Iceberg

TL;DR Apache Doris is a full Apache Iceberg engine, not just a reader. One CREATE CATALOG connects Apache Doris to any of seven Iceberg backends (REST, HMS, Glue, S3 Tables, JDBC, DLF, Hadoop). From there you can query, INSERT, UPDATE, DELETE, MERGE INTO, branch and tag, time-travel, evolve schema and partitions, and run maintenance (expire_snapshots, rewrite_data_files, rewrite_manifests) without leaving SQL. Apache Doris reads and writes V2 position and equality deletes, and V3 deletion vectors (Puffin) are supported since 4.1.

Apache Doris Iceberg integration: a full Iceberg engine connected to seven catalog backends with read and write operations, branches and tags, time travel, and table maintenance.

Why use the Apache Doris Iceberg catalog?

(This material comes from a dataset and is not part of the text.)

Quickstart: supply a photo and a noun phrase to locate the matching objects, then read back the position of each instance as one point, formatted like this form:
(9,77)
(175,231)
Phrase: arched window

The Apache Doris Iceberg catalog is a full read-and-write engine, so the same cluster that serves dashboards also lands rows, runs maintenance, and manages branches in Iceberg without handing off to Spark or Flink. Iceberg's appeal is engine neutrality. Your data sits in Parquet on object storage, the table layout lives in an open spec, and any engine that speaks the spec can read and write the same table without copying it. The promise breaks the moment your engine treats Iceberg as a read-only side door. You connect, run a few SELECTs, and the first time you need to land a row you are back to spinning up Spark or Flink for the write path. Two clusters, two SQL dialects, two sets of credentials, one table.

Apache Doris does both halves. The cluster that serves your dashboards is the same one that maintains the Iceberg tables behind them.

Federated queries that join Iceberg facts with the Doris warehouse run as one MPP plan, not a copy job.
ELT pipelines write back into Iceberg through standard SQL, so other engines see the new snapshot immediately.
Maintenance (compaction, snapshot expiry, manifest rewrite) is ALTER TABLE ... EXECUTE, not a separate Spark job.

This card covers the Iceberg-specific surface. For federation across mixed catalog types see Multi Catalog; for the write surface that spans Iceberg, Hive, and Paimon together, see Managing Lake Tables.

What is the Apache Doris Iceberg catalog?

The Apache Doris Iceberg catalog is a native connector built on top of the Iceberg Java library. The connector speaks Iceberg's catalog API directly, so commits go through the same code path Spark and Trino use and produce snapshots those engines can read without translation.

Key terms

Catalog type: the metastore backend that maps table names to current metadata pointers. Doris supports seven: rest, hms, glue, s3tables, dlf, jdbc, hadoop.
Format version: V1 (append-only), V2 (merge-on-read with position and equality deletes), V3 (deletion vectors stored as Puffin files, row lineage, default values). Doris reads V1 through V3 and writes V2 by default. V3 writes need format version 4.1+.
Snapshot: an immutable version of an Iceberg table. Every commit produces a new one.
Branch and tag: named references to snapshots. Branches move with new commits, tags are fixed. Doris supports both for read (@branch(name), @tag(name)) and DDL (ALTER TABLE ... CREATE BRANCH).
Position delete, equality delete, deletion vector: three ways Iceberg records row-level deletes. Position deletes mark a row by its file path and ordinal. Equality deletes match by column values. Deletion vectors store a Roaring bitmap per data file in a Puffin sidecar.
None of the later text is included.